A flinch went through him. "No fear of that, Orla-luv"
"No?" Her words haunted him as he started down the stairs. "If you weren't worried about it, then you'd have had her twice over already."
He paused halfway down the staircase and looked up at her. "She's not the sort of woman you tumble."
"She's the marrying sort?"
He nodded.
Orla's eyes turned big and soft with sorrow. "Oh. Maybe you should tell her then. Let her make her own decisions?"
Not a chance. Kincaid turned his back on her before she could see what was on his face. Thank Christ Orla understood why he couldn't ever touch Ava, even if Ian did not.
Five
"YOU'RE QUIET," AVA murmured as she examined the body.
The riot had disbursed by the time they left Kincaid's uncle's house, leaving the streets oddly bare, though its echoes remained. Rubbish lay strewn in the gutters, glass was smashed in several shop fronts, and a smoky pall hung over everything. There'd been a full dozen Nighthawks holding the scene for her-three times as many as usual for something like this-and they'd been tense as she and Kincaid arrived.
"Got anything?" Kincaid clearly didn't want to discuss the odd scene at his uncle's house, and the way he'd barreled them out of there with barely a goodbye to his cousin.
And then, of course, there was that half-muffled argument she'd tried desperately not to listen to, humming under her breath as voices rose.
"I'm not certain." Ava looked down at the deceased blue blood on the examiner's gurney. She'd been lucky Dr. Gibson, the Nighthawk who managed the mortuary at the guild, had been rostered on when this came in.

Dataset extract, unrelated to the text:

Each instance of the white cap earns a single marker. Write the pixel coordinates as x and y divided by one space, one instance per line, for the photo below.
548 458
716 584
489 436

"Apart from his name...." Kincaid glanced at the notes the Nighthawks had given them. "Mr. David Thomas. Unfortunate cause of a riot. I wonder if they'll put that on his headstone?"
"Mr. Thomas had nothing to do with the riot," she protested, stroking a gloved finger gently over the deceased man's face. Black veins traced their way through his skin, making him look half-mottled and violent. That was unusual, and clearly where the "disease" had gotten its name. "There was obviously malcontent in this borough with blue bloods, and when he died-revealing his true nature-it set off his neighbors."
They'd heard it all as they entered through the throng of neighbors: such a nice man; never knew he was one of them; a craver living right here on the doorstep; where was he getting his blood from, I demand to know....
Unusual that nobody had ever suspected him. Mr. Thomas's pale skin and preference for night should have given it away, though perhaps-with the response his death and subsequent coming out had achieved-there'd been good reason to keep his true nature under wraps.
It had been a long time since she'd felt uncomfortable with what she was. Or more to the point, uncomfortably aware other people thought her ilk monsters. London had been at peace for three years, damn it.
Ava sighed, and slid her magnifying goggles up on top of her head. "I've taken samples of Mr. Thomas's blood and the froth at his mouth to make sure there's no sign of chemical interference." Not that poison had much of an effect on a blue blood, despite the fact hemlock paralyzed them for several minutes until the virus burned through it. "But something tells me I won't find anything. Gibson would have tested the other victims' blood work. He wouldn't miss something like poison. This fellow appears to have suffered some sort of apoplectic fit, and bitten half his tongue off. The veins disturb me, however, and I think this needs further investigation." What had made them stand out like that? They looked black, and his irises were violently dark, as though the darker side of the craving virus had roused in him before he died.
Blue bloods had darker blood than humans-an almost bluish-red which gave them their name-but that didn't account for the blackness.
There was limited sign of livor mortis too, as though barely any blood had pooled in the corpse's back and legs.
Internal bleeding?
The only time she'd seen something similar was when Malloryn found Zero's body slumped in the cells last month, with no sign of a break-in. Malloryn had intended to question Zero about the whereabouts of her fellow dhampir, and just precisely what they were up to, but she'd been dead.